Nach einer schlaflosen Nacht machte sich die sorgenvolle Mutter mit der Nachbarin auf den Weg, um auf den Öden am Witthoh Gras zu holen. Es war eine gewitterige Nacht gewesen, daher hatte sich ein dichter Nebel gebildet. Als die Weiber oben auf die Höhe der Witthohsteige in die Nähe des „Radschuhs“ gelangt waren, verirrten sie sich in dem Nebel. Der Tag fing eben an zu grauen. Doch die zwei Weiber wußten nicht, wo sie sich befanden. Plötzlich leuchtete vor ihnen ein heller Schein mitten in den Nebelschwaden auf, der immer größer wurde. Aus dem feurigen Glanz tauchte vor ihnen ein prächtiges Schloß auf, das zwei mächtige Flügelpforten in seiner Mitte hatte. Diese standen wie zwei riesengroße Scheuertore weit offen, so daß man in einen prächtigen Saal schauen 
konnte. In diesem stand ein breiter Herd, auf dem in großen Kesseln köstliche Speisen dampften. Über dem Kamingeschoß war blitzblankes Geschirr zu sehen. Die hungrigen Weiber rochen mit Wollust den Dampf der Speisen und traten voll Verlangen näher an das Haus heran. Sie schauten auf der anderen Seite des Saales lange Tische, an denen Gäste wie bei einem Hochzeitsmahle saßen. Den Weibern trat ein riesengroßer Mensch entgegen. Er winkte ihnen und wies ihnen am untersten Ende der Tafel zunächst dem Eingang zwei leere Plätze an. Dann setzte er sich an das oberste Ende des Tisches. Daraufhin trugen Diener köstliche Speisen auf und reichten sie herum wie bei einem Hochzeitsmahl. Beim Essen herrschte lautlose Stille.
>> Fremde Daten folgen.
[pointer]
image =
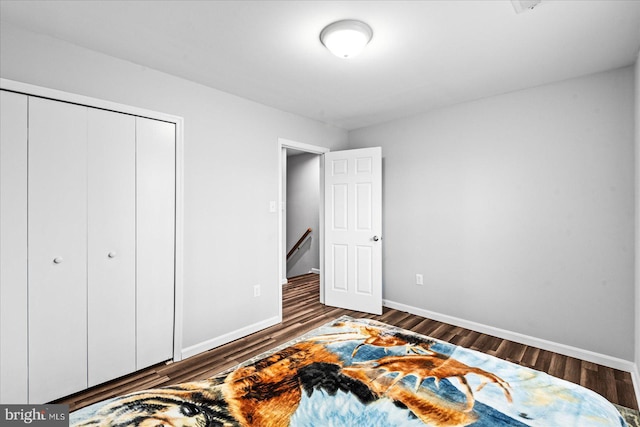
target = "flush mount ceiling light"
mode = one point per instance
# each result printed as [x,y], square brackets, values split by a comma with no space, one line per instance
[347,38]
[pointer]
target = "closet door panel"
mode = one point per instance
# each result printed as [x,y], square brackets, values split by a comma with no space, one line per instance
[112,258]
[155,141]
[57,249]
[13,248]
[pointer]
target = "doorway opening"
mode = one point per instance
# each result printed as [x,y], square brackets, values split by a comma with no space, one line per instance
[301,208]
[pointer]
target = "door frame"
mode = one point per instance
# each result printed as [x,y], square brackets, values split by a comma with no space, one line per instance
[283,145]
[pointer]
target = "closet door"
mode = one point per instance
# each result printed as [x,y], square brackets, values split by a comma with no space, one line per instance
[155,142]
[112,258]
[13,247]
[57,249]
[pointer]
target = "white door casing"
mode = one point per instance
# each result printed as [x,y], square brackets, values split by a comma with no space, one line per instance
[13,247]
[111,281]
[353,227]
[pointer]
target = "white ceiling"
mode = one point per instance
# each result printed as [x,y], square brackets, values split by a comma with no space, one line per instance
[423,55]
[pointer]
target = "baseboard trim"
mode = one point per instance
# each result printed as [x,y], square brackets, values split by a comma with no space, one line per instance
[228,337]
[578,353]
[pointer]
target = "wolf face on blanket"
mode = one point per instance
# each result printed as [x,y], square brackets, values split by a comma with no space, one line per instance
[361,372]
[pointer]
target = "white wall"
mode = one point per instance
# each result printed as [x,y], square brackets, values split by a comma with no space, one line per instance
[518,210]
[231,172]
[303,204]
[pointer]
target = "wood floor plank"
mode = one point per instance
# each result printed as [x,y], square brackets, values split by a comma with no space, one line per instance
[302,312]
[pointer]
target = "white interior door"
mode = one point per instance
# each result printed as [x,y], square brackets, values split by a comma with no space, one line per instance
[353,227]
[57,249]
[112,245]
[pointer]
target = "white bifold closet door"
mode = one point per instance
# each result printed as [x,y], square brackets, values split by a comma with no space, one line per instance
[87,247]
[13,247]
[155,145]
[57,227]
[111,284]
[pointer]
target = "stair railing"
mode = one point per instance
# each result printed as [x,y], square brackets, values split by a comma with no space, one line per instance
[299,243]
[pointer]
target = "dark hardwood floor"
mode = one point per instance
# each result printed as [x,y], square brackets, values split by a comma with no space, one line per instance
[302,312]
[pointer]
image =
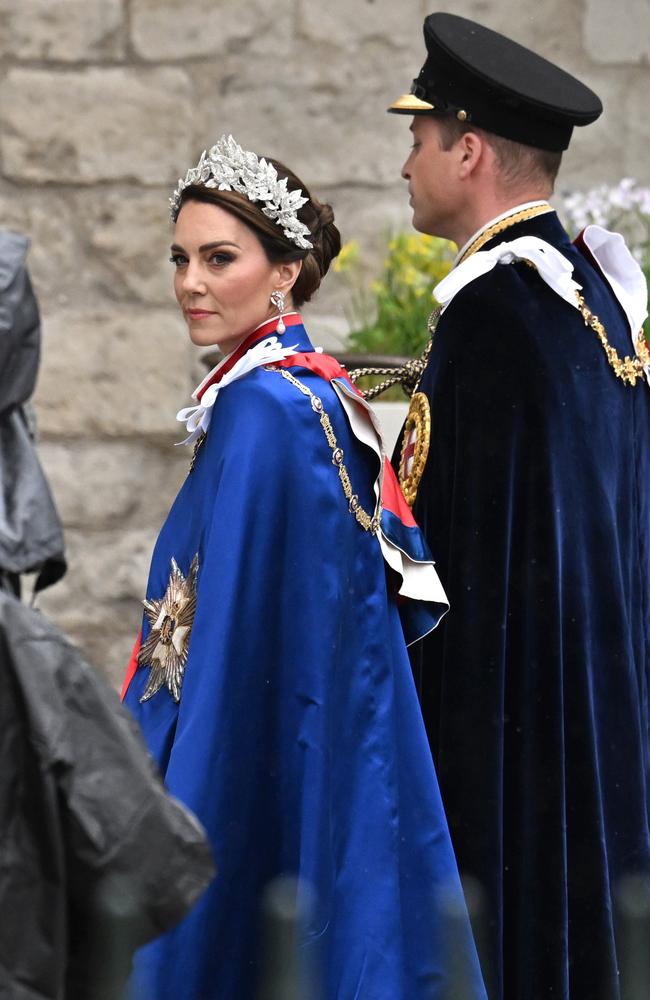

Die Weiber stillten ihren Hunger und vergaßen beim Essen ihre Sorgen. Dann wurde Wein herumgericht, den die Weiber hastig tranken, weil sie von den Speisen brennenden Durst verspürten. Der starke Wein stieg ihnen schnell in den Kopf. Sie fühlten sich plötzlich wie betrunken und vernahmen von draußen heftiges Sausen und Brausen, wie wenn ein schreckliches Gewitter nahen würde. Die Wände fingen an zu zittern, so stark wehte der Sturmwind. Auf einmal durchfuhr ein greller Blitzstrahl den Saal. Der mächtige Bau erzitterte von dem nachfolgenden Donnerschlag in seinen Grundmauern. Die beiden Weiber verfielen in eine tiefe Ohnmacht.  
 
Als sie wieder zu sich kamen, befanden sie sich auf einer Wiese, die voll saftigen Grases stand. Sie hörten unten im Tal die Morgenglocke läuten. Die Frauen dankten unserem Herrgott, daß er sie so wunderbar gerettet hatte. In kurzer Zeit waren ihre Futtersäcke voll. Als sie daheim geleert wurden, fanden sie unten in den Säcken Geldstücke, wovon die Weiber mit den Kindern über die Hungerzeiten leben konnten. Die Weiber erzählten in einer Lichtstube ihr Erlebnis und erfuhren von einem altem Weiblein, daß sie in „s`Wuätis Haus“ gewesen waren.